In total, Austrac has alleged the bank failed to comply with its obligations in monitoring transactions on 778,370 accounts over a period of three years.
The bank allegedly failed to provide a total of 53,506 reports – known as threshold transaction reports – to Austrac on time for cash transactions of $10,000 or more from November 2012 to September 2015.
“These late [threshold transaction reports] represent approximately 95% of the threshold transactions that occurred through the bank’s [intelligence deposit machines] from November 2012 to September 2015 and had a total value of around $624.7m,” Austrac said.
The regulator will take the case to the federal court, seeking a civil penalty.
The Austrac acting chief executive, Peter Clark, said businesses were at risk of being misused for criminal purposes if they failed to have proper money laundering and counter-terrorism financing systems and controls.
“Austrac’s goal is to have a financial sector that is vigilant and capable of responding, including through innovation, to threats of criminal exploitation,” Clark said.
“We believe this can be achieved by working collaboratively with and supporting industry.
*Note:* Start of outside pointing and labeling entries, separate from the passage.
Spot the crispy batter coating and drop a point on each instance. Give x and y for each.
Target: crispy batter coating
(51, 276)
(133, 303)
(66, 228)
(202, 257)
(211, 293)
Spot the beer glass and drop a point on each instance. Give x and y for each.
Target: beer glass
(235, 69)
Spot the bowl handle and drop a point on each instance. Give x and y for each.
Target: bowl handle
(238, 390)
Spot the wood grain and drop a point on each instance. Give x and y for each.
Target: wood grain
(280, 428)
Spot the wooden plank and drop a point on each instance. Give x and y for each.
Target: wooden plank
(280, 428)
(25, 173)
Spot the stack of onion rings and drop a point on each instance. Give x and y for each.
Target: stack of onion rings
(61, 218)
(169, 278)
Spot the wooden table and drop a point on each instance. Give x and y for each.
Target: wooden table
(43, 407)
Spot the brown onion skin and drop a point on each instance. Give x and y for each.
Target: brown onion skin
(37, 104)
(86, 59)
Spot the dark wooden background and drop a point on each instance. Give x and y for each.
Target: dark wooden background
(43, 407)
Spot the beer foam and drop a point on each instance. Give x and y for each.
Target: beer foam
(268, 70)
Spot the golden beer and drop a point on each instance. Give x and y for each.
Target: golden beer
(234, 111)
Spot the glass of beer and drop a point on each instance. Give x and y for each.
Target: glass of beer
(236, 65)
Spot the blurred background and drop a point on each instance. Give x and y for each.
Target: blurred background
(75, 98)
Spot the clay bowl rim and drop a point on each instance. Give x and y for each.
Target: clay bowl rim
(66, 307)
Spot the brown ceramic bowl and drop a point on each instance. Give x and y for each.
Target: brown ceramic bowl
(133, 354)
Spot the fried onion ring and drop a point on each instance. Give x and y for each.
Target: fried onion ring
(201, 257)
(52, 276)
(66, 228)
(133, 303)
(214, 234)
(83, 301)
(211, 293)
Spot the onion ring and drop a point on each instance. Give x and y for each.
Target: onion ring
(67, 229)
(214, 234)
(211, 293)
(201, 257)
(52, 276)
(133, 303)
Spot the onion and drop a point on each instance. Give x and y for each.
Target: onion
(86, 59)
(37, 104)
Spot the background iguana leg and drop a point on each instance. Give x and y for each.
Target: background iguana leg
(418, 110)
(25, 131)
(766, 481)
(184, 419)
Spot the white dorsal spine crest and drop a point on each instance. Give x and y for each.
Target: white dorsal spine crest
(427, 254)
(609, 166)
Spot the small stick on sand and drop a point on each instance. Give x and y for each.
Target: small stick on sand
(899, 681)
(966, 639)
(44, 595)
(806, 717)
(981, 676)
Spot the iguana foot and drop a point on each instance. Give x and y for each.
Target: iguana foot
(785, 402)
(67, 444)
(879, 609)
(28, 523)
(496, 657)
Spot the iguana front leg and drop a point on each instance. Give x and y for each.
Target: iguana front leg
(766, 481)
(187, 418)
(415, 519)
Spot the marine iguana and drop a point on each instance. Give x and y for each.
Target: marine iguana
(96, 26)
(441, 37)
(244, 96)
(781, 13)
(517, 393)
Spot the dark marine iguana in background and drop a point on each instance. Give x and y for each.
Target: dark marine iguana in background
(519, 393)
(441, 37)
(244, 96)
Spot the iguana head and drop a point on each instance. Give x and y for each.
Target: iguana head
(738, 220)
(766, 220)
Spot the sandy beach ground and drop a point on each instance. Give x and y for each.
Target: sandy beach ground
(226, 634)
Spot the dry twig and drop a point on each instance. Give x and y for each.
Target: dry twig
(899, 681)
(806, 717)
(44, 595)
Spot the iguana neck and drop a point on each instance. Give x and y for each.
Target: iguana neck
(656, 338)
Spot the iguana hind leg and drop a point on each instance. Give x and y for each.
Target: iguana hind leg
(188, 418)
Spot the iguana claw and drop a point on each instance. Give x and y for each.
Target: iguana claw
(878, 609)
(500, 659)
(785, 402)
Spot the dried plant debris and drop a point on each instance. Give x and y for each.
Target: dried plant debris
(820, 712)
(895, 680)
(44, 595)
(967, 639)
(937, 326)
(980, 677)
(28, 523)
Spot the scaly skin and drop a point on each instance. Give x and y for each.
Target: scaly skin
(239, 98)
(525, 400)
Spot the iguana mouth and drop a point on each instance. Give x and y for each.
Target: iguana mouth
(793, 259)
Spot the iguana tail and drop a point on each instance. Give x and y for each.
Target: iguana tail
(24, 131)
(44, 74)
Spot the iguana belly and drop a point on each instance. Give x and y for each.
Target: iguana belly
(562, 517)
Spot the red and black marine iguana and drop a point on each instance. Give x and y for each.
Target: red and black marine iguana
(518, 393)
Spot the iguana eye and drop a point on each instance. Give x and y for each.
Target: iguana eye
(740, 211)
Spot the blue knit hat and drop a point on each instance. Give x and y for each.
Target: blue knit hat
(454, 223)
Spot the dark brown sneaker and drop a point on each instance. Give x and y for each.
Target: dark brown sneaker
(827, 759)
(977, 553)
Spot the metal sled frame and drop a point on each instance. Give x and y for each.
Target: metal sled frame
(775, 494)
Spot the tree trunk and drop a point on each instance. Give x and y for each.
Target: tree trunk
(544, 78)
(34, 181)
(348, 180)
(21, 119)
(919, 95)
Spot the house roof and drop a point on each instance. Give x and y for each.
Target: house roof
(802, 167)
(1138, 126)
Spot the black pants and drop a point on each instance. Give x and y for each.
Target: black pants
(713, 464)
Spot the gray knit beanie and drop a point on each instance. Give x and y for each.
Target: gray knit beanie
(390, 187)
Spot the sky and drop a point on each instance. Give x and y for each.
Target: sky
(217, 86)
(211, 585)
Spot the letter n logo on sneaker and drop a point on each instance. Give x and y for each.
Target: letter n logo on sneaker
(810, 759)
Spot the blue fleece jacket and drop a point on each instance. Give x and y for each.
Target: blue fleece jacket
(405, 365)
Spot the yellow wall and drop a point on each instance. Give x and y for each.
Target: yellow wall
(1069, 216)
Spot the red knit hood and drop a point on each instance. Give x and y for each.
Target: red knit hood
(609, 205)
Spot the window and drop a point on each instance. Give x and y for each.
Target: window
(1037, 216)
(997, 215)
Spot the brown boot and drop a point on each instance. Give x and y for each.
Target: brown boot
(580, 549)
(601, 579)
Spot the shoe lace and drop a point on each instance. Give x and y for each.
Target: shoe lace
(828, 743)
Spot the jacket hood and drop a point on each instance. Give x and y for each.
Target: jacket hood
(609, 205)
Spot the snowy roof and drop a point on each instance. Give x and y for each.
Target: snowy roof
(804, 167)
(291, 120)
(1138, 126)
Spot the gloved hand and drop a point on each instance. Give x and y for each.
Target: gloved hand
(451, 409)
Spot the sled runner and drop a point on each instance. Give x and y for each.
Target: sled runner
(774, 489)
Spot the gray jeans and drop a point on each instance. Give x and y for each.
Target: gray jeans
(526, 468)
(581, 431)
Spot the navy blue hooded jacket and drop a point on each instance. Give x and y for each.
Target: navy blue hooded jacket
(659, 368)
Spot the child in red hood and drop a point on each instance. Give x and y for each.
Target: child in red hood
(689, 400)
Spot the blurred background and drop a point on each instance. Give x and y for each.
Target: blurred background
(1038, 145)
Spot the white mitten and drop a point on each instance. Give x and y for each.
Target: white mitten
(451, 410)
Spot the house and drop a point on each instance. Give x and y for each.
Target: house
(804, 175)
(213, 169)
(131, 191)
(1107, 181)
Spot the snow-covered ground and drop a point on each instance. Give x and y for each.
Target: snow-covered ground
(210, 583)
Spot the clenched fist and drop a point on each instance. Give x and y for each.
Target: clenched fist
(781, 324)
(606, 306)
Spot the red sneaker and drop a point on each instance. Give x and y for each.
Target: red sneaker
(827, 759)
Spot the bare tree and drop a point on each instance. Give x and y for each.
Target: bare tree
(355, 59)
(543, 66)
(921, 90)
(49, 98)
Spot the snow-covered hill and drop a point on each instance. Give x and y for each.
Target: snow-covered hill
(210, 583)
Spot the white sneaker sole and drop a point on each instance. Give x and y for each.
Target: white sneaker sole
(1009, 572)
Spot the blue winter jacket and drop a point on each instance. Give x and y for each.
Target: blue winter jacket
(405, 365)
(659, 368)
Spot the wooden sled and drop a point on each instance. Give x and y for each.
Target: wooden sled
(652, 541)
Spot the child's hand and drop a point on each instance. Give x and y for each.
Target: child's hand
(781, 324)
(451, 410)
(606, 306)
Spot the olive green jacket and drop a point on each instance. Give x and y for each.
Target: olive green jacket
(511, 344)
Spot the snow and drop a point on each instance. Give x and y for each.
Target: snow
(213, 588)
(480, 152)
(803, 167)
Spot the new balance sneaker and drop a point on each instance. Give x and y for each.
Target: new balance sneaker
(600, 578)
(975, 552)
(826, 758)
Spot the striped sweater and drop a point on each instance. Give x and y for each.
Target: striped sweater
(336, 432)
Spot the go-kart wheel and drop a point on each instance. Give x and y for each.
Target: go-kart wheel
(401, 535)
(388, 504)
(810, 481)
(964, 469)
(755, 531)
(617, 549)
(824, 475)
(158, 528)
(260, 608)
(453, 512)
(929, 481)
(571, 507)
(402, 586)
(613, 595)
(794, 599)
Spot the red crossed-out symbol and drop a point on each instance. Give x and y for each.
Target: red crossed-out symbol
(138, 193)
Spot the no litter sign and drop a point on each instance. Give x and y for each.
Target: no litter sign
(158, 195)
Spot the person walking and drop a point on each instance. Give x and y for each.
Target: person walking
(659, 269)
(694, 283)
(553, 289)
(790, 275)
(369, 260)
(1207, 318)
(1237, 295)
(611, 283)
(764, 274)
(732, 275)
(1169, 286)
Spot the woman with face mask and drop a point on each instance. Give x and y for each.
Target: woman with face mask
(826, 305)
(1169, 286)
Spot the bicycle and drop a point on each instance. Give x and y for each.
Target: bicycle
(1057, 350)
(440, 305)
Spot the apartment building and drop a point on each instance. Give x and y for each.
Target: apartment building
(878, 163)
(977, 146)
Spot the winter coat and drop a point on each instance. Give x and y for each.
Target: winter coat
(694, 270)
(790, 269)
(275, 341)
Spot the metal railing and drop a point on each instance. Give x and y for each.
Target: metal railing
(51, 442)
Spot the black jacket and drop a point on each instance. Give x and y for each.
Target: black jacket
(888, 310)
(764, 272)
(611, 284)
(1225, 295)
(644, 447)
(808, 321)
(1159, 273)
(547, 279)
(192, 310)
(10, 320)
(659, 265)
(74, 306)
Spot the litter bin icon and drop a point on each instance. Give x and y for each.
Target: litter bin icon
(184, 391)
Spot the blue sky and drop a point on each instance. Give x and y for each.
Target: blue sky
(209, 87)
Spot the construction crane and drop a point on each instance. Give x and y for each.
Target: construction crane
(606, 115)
We will continue to work in this way with our industry partners who also share this aim and demonstrate a strong commitment to it,” he said.
A statement issued by Commonwealth Bank acknowledged the case and said it had cooperated fully with Austrac.
“We have been in discussions with Austrac for an extended period and have cooperated fully with their requests,” the statement said. “Over the same period we have worked to continuously improve our compliance and have kept Austrac abreast of those efforts, which will continue.”
The bank said it took its regulatory obligations “extremely seriously”. It said it was one of the largest reporters to Austrac.
“On an annual basis we report over four million transactions to Austrac in an effort to identify and combat any suspicious activity as quickly and efficiently as we can,” the statement said.
“We have invested more than $230m in our anti-money laundering compliance and reporting processes and systems, and all of our people are required to complete mandatory training on the Anti-Money Laundering and Counter-Terrorism Financing Act.
“We are reviewing the nature of the proceedings and will have more to say on the specific claims in due course.”
Intelligent deposit machines have become responsible for vast deposits of money since their launch in 2012. More than $1bn was deposited in both May and June last year alone.